WHAT IS THE STARTING POINT FOR PROPERTY INVESTMENT
The first step is to reflect on your motivations for wanting to invest in property and to grasp the risks involved. There are various factors to take into account that could influence your perspective on whether property investment is suitable for you.
The sad reality with Property investment is that you either have money available to buy a property OR you need to borrow from the bank.
The majority of people fit into the latter scenario. So what is needed upfront before you can even consider starting your property investment journey?
1) Deciding on your ownership structure
Before buying a property, you need to decide on what ownership option you prefer. We will discuss these three ownership options in a separate article but suffice to say, choosing the correct ownership option for your circumstances is probably the most important step in starting a property investment.
Tip: Consult a Property Management specialist to understand the pros and cons of the different types of options before you start your property investment journey.
2) Do you have a good track record?
Banks are in business to make money and accordingly will only lend money to people that they consider low risk. They are not going to take a risk lending money to someone with a poor track record.
What is meant by a track record?
This is the record of how someone has managed their finances, in particular how they have paid their clothing accounts, credit cards, cell phone accounts, etc.
Most credit bureaus have records of account payments together with the timing of the aforementioned accounts, whether they have been made timely or late.
A person who does not pay their accounts timeously will receive a poor credit score.
It is these credit scores that banks interrogate in deciding whether a person is a low or high-risk individual and accordingly, whether they will approve a loan or not.
Tip: Therefore a good tip for starting a property portfolio is to always ensure you pay your accounts timeously to ensure your credit score remains constantly good.
3) Having a stable income
The second component that banks look at when considering your loan application is whether you have a stable income.

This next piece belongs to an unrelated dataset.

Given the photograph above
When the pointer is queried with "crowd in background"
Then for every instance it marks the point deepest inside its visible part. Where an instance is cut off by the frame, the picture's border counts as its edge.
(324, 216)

This essentially means that you are permanently employed and earning a constant monthly income of a similar amount.
Often banks will also consider your employment history to see how stable you are and whether you move from one Company to another. Banks prefer to see stability before granting a loan.

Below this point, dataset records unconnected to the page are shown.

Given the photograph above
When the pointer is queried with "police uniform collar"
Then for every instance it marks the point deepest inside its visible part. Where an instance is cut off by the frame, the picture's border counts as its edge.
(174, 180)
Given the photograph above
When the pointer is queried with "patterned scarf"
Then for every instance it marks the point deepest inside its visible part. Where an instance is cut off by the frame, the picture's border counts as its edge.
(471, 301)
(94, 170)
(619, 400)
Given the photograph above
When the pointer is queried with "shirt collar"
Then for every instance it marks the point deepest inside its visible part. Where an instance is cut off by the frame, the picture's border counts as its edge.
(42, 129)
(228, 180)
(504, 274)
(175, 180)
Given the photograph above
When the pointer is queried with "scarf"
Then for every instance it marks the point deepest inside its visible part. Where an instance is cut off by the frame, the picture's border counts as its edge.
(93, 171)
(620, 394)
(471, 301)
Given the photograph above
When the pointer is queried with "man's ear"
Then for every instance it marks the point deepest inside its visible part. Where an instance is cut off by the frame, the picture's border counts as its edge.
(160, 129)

Tip: Try and build a good employment history to give the banks the impression that you are reliable.
4) Understanding the risks
Before starting your property investment journey, it is crucial to have an open mindset and understand the risks associated with Property Investment.
Don’t think that investing in property is an easy way of making money. There are risks entailed with property investment and is based on successful strategy, finding the right property, and a bit of luck in finding the right property at a good price.
Tip: Don’t have an expectation that Property investment will make you lots of money quickly. Returns from the property are usually realised over the long term.
5) Reserve funds needed
Before you even consider buying a property, ensure that you have excess funds available to cover the transfer costs and bond costs that you will need to pay conveyancing attorneys before you take possession of a property. It is not just having the means to make the monthly bond installment.
Tip: Have an idea of the property value you can afford by using bond and affordability calculators. This will determine what transfer and bond costs you will need to pay upfront following the pre-approval of your bond.
6) Understanding the effect of Interest rates
Interest rate changes can have a very influential effect on both your pocket and the economy. Before you invest in property ensure you ascertain in which interest rate cycle the housing market is currently in, i.e. whether the interest rates cycle is in an uptrend (increasing) or in a downtrend (decreasing). This is crucial as you may find yourself in a dire financial situation if you overcommit on a property.
Tip: If the market is in an uptrend and interest rates are expected to increase over the short term, factor a couple of increases in your affordability calculation.
This will safeguard you from cashflow shortfall when your bond repayments increase as a result of the increase in the interest rate.
7) Account for increased costs
Buying property comes with additional costs such as rates, insurance, repairs & maintenance to name a few. These costs will increase every year so you must take these costs into account when calculating what you can afford.
This element is often overlooked by people starting off their investment journey and could have a significant impact on your finances if not considered. It may even influence your ability to hold onto your investment property if you don’t account for future increased costs.
Tip: Similar to allowing for a couple of interest rate changes in your affordability calculation, add inflated future costs in working out what additional costs you may need to pay in the following years.
8) Understanding the risk of a tenant
If you have decided to buy a property to rent out, you need to be very aware of the risks associated with tenants. A bad tenant can be disastrous and may result in you defaulting on your home loan.
Tip: Don’t invest in the property market trusting that a tenant will pay their rent. The sad reality is if you don’t treat your tenant application seriously and with circumspection, you will end up placing a bad tenant who doesn’t pay their rent on time or at all.
9) Building up a reserve fund for repairs
Over and above factoring in inflated additional costs, you will need to build up a reserve fund to cover expenses relating to repairs and maintenance that you will at some point have to carry out on your property.
You may not necessarily need these excess funds initially especially if you have bought a new or recently renovated property but you don’t want to be exposed financially in the event of an emergency repair.
Tip: Set a monthly budget for your household expenses to allow for an amount to be placed into savings.
Once you are satisfied with meeting all of the above factors, then you are ready to start your Property Investment journey.